Convaincu que la voie vers l’Elysée passe par la conquête – déjà bien avancée – des retraités et aussi par celle du patronat, le binôme Jordan Bardella-Marine Le Pen façonne son programme de façon à satisfaire toutes les strates de l’électorat. Pour ne fâcher personne, le RN refuse de mettre à contribution les Français les plus riches, qu’ils soient actifs ou retraités, prônant une accélération de la « politique de l’offre » macroniste, dont il déplore par ailleurs les effets. Parallèlement, il maintient des promesses de baisse de fiscalité auxquelles tient son électorat populaire, alors que les principaux bénéficiaires en seraient les ménages les plus aisés et les héritiers.

Faisant mine de tenir à l’orthodoxie budgétaire, il promet, pour financer ces propositions, une saignée dans les dépenses de l’Etat, ignorant au passage ses effets récessifs et ses conséquences sur la place de la France en Europe et sur l’attractivité du pays. Quant au coup de rabot promis sur les associations, il cible les populations précaires, notamment les immigrés.

Dans ce salmigondis budgétaire aux accents poujadistes, chacun est invité à trouver des éléments de satisfaction. C’est aussi vrai à l’intérieur de ce parti attrape-tout, où Marine Le Pen s’efforce de contenter aussi bien les « populistes » qu’elle incarne, que les « libéraux » proches de Jordan Bardella. L’identité du candidat de l’extrême droite à l’élection présidentielle pourrait préciser son orientation sur ce point.

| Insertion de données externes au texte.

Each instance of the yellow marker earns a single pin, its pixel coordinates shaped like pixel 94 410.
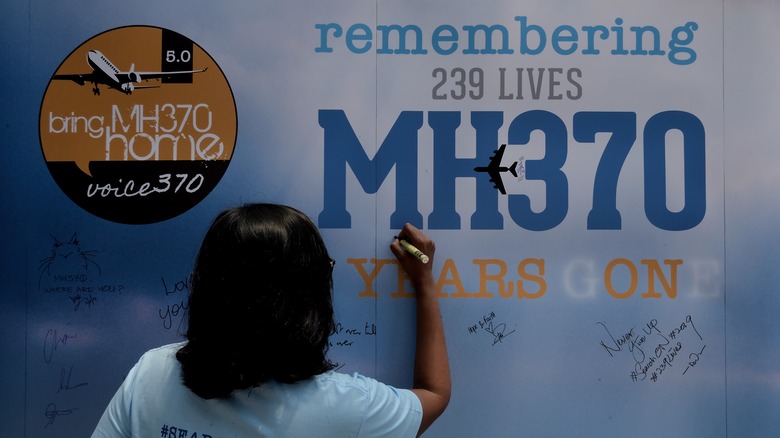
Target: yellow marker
pixel 413 250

Mais, sans attendre, le rôle important revendiqué par le RN dans le débat budgétaire doit susciter une mobilisation de tous ses opposants. Sans jamais baisser la garde contre les fondamentaux xénophobes du parti, la lutte contre l’extrême droite passe par une analyse sans concession du reste de son programme, en particulier par la dénonciation de son irresponsabilité et de sa démagogie budgétaires.